Chaerilus Simon, 1877

Chaerilus Simon, 1877 View in CoL

( Figs.1–125, Table 1)

Chaerilus Simon, 1877: 238 View in CoL ; Kovařík & Ojanguren, 2013: 131–145, figs. 617–776 (complete reference list until 2013); Kovařík et al, 2015: 1–21, figs. 1– 91, tables 1–3.

= Chelomachus Thorell, 1889: 583 (syn. by Kraepelin, 1899: 157).

= Uromachus Pocock, 1890: 250 (syn. by Kraepelin, 1899: 157).

TYPE SPECIES. Chaerilus variegatus Simon, 1877 .

DIAGNOSIS. Total length 16–80 mm; orthobothriotaxy type B; pedipalp femoral d 3 –d 4 trichobothria configuration points toward dorsoexternal carina; pedipalp patella with three ventral trichobothria and pedipalp femur with 9 trichobothria, 4 of them dorsal; cheliceral fixed finger with median and basal denticles flush on surface, not fused into bicusp; ventral edge of cheliceral movable finger crenulated, dorsal edge with single subdistal denticle; ventral surface of cheliceral fixed finger with four denticles; dorsal edge of cheliceral movable finger with a single subdistal denticle; ventral surface of cheliceral fixed finger with denticles; sternum, type 1, exhibits subtle wide horizontal compression; maxillary lobes I spatulate; hemispermatophore is fusiform; median denticle row (MD) of pedipalp chela finger arranged in oblique groups; pedipalp chela exhibits "8-carina" configuration; legs without tibial spurs, but with prolateral and retrolateral pedal spurs; tarsi of legs bear two or four rows of ventral setae and median row of spinules; fifth metasomal segment with a single ventral carina; telson without subaculear tubercle.

CYTOGENETICS. Our cytogenetic analyses of six Chaerilus species confirmed the basic cytogenetic characteristics of the family Chaerilidae that are shared with other scorpions.
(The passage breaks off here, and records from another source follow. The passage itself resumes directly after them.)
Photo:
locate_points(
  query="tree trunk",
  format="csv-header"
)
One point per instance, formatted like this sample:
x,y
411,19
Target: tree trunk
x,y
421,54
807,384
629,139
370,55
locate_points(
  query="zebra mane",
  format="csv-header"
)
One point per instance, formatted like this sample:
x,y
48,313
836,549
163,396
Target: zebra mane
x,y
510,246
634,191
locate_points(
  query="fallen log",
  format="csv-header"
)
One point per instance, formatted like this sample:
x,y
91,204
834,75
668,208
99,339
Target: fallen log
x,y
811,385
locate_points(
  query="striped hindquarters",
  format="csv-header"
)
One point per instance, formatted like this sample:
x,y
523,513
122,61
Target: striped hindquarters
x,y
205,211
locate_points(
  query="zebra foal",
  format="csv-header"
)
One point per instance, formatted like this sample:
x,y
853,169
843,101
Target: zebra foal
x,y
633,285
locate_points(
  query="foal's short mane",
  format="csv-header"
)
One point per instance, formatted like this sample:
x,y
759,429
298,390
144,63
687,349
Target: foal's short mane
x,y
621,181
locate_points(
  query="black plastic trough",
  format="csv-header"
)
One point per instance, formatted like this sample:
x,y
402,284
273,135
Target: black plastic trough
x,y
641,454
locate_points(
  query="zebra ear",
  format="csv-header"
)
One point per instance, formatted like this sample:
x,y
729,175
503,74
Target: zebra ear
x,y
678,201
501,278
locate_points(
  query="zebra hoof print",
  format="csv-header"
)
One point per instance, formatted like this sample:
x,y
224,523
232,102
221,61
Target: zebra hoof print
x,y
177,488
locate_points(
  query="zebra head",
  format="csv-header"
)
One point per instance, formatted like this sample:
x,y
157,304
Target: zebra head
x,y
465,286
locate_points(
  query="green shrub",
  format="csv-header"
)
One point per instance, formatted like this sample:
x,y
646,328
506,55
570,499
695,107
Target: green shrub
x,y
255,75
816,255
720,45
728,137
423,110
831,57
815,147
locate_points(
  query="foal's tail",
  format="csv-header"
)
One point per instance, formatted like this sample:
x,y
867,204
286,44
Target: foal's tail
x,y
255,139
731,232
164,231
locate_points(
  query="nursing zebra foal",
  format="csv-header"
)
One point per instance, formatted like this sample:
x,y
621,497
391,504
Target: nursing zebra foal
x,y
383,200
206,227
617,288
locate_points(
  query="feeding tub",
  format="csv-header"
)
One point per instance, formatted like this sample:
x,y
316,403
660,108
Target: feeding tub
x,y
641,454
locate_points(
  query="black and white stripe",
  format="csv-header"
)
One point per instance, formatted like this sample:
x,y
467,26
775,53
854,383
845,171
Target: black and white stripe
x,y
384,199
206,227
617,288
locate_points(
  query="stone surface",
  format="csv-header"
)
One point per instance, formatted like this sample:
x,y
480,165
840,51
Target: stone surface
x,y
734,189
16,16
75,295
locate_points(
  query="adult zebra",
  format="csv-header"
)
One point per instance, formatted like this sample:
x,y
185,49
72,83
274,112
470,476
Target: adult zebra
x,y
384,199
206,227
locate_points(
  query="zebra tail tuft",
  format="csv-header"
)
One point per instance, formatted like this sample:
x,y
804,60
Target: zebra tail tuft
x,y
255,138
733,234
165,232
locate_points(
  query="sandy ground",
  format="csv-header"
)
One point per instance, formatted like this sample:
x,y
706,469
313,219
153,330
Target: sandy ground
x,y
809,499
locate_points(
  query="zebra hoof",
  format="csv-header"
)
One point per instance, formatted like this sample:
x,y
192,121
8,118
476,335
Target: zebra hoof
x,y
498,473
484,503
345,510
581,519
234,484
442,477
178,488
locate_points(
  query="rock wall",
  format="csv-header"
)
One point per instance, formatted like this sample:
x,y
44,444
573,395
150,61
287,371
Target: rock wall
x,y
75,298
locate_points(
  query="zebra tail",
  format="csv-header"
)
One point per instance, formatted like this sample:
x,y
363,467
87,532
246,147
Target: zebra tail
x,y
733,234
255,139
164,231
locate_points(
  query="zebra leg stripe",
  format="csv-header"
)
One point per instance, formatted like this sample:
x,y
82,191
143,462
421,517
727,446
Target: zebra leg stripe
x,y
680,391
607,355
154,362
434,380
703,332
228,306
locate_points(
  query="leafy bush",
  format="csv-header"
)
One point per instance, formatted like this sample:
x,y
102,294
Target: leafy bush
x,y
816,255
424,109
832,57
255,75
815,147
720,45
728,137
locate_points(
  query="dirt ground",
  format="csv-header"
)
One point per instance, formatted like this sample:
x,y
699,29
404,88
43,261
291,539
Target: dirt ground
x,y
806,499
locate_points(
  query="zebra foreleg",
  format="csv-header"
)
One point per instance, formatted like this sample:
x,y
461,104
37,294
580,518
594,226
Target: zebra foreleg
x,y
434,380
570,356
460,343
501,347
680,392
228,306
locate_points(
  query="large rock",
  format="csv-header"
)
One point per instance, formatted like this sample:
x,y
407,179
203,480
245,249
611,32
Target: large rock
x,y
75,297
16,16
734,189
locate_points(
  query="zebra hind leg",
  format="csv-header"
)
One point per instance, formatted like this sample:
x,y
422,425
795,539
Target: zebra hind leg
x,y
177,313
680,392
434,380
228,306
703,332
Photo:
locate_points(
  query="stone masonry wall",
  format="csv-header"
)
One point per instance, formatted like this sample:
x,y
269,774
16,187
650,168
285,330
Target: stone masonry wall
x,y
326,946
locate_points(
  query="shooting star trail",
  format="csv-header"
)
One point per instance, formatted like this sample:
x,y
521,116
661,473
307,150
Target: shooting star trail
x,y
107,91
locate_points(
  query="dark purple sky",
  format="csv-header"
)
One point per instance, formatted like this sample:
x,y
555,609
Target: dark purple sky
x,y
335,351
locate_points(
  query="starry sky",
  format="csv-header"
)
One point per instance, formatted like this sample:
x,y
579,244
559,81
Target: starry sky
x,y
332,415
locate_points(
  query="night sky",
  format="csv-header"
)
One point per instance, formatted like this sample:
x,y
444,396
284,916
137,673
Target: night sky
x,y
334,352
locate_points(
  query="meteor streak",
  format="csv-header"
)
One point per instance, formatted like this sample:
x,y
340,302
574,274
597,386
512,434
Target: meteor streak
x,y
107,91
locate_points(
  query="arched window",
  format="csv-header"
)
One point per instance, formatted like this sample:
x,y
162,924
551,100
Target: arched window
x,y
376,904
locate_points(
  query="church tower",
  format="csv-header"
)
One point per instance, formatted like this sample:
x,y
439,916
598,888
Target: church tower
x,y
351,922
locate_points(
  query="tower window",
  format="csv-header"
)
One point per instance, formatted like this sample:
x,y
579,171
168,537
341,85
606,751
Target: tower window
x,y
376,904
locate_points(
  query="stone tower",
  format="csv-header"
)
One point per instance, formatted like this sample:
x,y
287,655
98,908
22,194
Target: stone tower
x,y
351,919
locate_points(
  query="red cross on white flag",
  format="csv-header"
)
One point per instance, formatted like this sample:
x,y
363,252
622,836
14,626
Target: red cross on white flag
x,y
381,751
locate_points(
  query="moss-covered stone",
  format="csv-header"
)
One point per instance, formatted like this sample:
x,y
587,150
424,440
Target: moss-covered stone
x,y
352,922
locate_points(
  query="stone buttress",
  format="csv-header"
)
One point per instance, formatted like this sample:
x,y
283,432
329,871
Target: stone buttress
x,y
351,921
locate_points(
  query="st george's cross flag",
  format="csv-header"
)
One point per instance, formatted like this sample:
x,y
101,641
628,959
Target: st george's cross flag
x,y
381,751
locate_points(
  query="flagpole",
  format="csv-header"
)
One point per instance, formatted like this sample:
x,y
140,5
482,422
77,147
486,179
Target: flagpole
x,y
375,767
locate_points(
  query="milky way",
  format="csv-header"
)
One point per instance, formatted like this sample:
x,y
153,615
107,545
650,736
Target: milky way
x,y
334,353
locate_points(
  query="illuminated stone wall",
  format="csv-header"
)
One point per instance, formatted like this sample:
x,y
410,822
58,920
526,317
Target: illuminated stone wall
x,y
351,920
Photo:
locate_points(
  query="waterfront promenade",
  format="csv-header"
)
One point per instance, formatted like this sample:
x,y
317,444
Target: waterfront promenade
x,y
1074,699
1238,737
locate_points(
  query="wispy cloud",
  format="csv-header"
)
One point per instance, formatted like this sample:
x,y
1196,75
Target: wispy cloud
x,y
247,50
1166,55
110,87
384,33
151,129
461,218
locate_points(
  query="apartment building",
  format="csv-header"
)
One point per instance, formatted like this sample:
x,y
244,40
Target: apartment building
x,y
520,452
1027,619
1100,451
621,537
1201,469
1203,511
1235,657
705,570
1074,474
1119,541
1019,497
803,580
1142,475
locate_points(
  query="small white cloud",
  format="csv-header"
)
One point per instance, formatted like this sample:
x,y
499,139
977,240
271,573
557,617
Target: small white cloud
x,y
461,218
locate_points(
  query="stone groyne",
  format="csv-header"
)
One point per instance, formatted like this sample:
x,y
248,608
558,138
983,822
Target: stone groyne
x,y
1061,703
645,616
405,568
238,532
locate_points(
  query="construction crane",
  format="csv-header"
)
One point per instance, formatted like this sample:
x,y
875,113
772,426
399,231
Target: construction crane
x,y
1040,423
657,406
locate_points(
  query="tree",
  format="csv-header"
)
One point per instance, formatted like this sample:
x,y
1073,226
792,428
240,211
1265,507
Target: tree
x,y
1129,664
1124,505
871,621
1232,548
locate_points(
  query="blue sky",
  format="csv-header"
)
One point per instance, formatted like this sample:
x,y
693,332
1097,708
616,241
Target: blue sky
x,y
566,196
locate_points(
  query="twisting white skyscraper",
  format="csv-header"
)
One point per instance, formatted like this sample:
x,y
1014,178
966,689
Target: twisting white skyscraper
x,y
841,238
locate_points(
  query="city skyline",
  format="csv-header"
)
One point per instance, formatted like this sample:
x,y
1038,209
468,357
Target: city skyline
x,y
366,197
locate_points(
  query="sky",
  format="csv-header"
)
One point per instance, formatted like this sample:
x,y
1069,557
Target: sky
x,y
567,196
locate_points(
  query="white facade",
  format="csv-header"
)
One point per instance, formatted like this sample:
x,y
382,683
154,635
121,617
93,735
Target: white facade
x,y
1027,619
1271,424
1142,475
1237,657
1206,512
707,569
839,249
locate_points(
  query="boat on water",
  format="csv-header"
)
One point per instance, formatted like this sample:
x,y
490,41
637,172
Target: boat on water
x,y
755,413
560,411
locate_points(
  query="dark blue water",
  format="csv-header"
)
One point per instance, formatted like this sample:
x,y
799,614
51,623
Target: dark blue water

Typical for this arachnid order are the absence of morphologically differentiated sex chromosomes and achiasmatic meiosis in males (e. g. Schneider et al., 2009). Moreover, we found a great range of variation in the diploid number within Chaerilidae (2n=76–186) that is similar to the variation in several other better characterized families with monocentric chromosomes such as Hormuridae (2n= 54–174), Scorpionidae (2n=50–120), and Urodacidae (2n=29–175) (Schneider et al., 2018). Interestingly, Chaerilus stockmannorum sp. n. has the highest known number of chromosomes (2n=186) within the order Scorpiones . The different karyotype characteristics among Chaerilus species again emphasize the importance of cytogenetic analysis in the taxonomy of scorpions as was already demonstrated in genera Heterometrus (Scorpionidae) ( Plíšková et al., 2016) and Hadogenes (Hormuridae) ( Šťáhlavský et al., 2018).

HEMISPERMATOPHORES. The chaerilid hemispermatophores documented here are similar to those previously reported for the family ( Bastawade, 1994; Kovařík et al., 2015; Lourenço & Duhem, 2010; Monod et al, 2017; Stockwell, 1989). All conform to the basic plan of a laterally compressed fusiform structure with relatively large capsule region, relatively short, broad trunk, and a short, posteriorly directed distal lamina. The sperm hemiduct of the capsule is reinforced by a longer, stronger posterior (distal) carina, and a shorter, weaker anterior (basal) carina. As seen in Figs 108– 114, the form of the capsule region is well conserved across a variety of species, lacking variation that might provide taxonomically useful characters. Although there appear to be interspecific differences in size and shape of the distal lamina, an example of two individuals of Chaerilus hofereki ( Figs. 113–114) shows that there can also be large intraspecific differences. Determination of diagnostic interspecific differences, if they exist, will require statistical analysis of morphometrics and shapes of a much larger sample of hemispermatophores from each species.